For instance, I currently deploy FA on AWS ECS, which attempts to deploy the new version and wait for a passing load-balancer health-check before draining and stopping the old version. How likely is it that the old version will start failing requests due to an incompatible schema change in the SQL or search database?
Would upgrading through consecutive versions help? In other words, is there any care given to avoiding a breaking change happening between adjacent versions?
-
Hi,
There is no zero downtime upgrade process currently available for FusionAuth.

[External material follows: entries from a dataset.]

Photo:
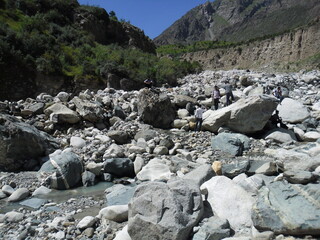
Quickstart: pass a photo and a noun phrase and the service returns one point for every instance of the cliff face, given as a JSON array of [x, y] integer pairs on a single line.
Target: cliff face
[[239, 20], [284, 52]]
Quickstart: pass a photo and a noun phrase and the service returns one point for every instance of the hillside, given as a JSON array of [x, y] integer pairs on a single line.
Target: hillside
[[59, 45], [239, 20]]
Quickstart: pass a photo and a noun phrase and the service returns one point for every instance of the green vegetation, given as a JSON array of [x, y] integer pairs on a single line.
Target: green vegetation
[[40, 36]]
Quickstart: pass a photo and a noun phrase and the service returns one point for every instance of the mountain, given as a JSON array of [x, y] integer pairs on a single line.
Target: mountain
[[239, 20]]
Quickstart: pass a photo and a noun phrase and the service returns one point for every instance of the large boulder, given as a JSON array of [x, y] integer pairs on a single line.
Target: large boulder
[[21, 142], [91, 111], [66, 169], [165, 211], [277, 206], [155, 109], [230, 201], [248, 115], [292, 111], [232, 143], [60, 113]]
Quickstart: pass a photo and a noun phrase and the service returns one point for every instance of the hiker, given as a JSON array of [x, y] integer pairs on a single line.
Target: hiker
[[199, 114], [216, 97], [275, 119], [148, 83], [277, 92], [229, 94]]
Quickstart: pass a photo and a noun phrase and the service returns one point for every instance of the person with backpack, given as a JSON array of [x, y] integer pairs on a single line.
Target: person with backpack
[[216, 97]]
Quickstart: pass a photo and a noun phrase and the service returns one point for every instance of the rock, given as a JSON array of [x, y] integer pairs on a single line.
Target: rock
[[19, 194], [123, 234], [201, 174], [299, 177], [13, 216], [281, 135], [120, 137], [117, 213], [161, 150], [90, 111], [119, 195], [77, 142], [232, 170], [60, 113], [42, 190], [229, 201], [292, 111], [88, 179], [275, 209], [34, 203], [66, 167], [251, 114], [156, 169], [233, 144], [86, 222], [263, 167], [7, 189], [21, 142], [120, 167], [164, 211], [213, 228], [155, 109]]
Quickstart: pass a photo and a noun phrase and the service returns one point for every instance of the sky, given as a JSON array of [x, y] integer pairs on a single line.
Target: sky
[[151, 16]]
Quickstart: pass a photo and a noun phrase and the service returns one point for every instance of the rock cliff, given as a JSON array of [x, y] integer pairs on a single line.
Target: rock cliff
[[288, 51]]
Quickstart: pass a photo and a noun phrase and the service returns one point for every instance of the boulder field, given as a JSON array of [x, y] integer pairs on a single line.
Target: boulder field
[[241, 177]]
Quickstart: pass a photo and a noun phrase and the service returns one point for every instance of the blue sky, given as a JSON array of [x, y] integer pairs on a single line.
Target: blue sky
[[151, 16]]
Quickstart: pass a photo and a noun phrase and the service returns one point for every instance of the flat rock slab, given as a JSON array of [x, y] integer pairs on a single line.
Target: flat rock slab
[[277, 206]]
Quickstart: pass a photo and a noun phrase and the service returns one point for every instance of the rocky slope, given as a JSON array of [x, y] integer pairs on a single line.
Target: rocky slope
[[239, 20], [290, 51], [239, 178]]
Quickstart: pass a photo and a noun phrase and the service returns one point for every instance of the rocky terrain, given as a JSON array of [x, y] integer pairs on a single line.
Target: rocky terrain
[[292, 50], [241, 177], [239, 20]]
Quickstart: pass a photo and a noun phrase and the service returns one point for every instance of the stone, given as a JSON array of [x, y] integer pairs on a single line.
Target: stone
[[230, 201], [281, 135], [231, 143], [155, 109], [14, 217], [21, 142], [165, 211], [19, 194], [292, 111], [119, 167], [77, 142], [116, 213], [66, 169], [60, 113], [87, 222], [155, 169], [299, 177], [276, 209]]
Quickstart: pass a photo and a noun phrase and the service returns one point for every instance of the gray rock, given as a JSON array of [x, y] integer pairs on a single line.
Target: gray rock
[[119, 167], [164, 211], [88, 179], [119, 194], [21, 142], [66, 167], [155, 109], [231, 143], [200, 174], [277, 206], [19, 194], [299, 177], [214, 228]]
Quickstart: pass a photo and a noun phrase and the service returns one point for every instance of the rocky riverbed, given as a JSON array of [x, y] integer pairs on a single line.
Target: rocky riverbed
[[125, 165]]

In general, the process for upgrading is:
- Take down all nodes
- Upgrade schema
- Upgrade FA
- Start all nodes
The recommendation is that you automate the process and minimize downtime (for our hosted solutions we use a configuration management tool and see downtime on the order of seconds).
-
Thanks for the clarification. Is zero-downtime somewhere on the roadmap? It seems like it could be accomplished with a strict release process on both the FA/development and user/deployment sides. For example, schema changes are always compatible with the immediately previous version and users install every version consecutively; FA vN runs on schema vN+1, but not necessarily vN+2.
I ask because, while seconds aren't critical for most cases, there are cases where either they do matter or getting down to seconds requires non-trivial, hard-to-get-right automation. For instance, the untuned automation I'm using with ECS and ELB seems to run on the order of a minute or two, due to delays in starting containers and ELB health checks, during which I see 502 Bad Gateway errors.
Given that, I'm inclined to take the risk of not shutting down the old instance, and hoping that either the changed schema isn't used during that time window, or the affected features fail without data corruption. Of course, if you know specific reasons that this is dangerous, please let me know.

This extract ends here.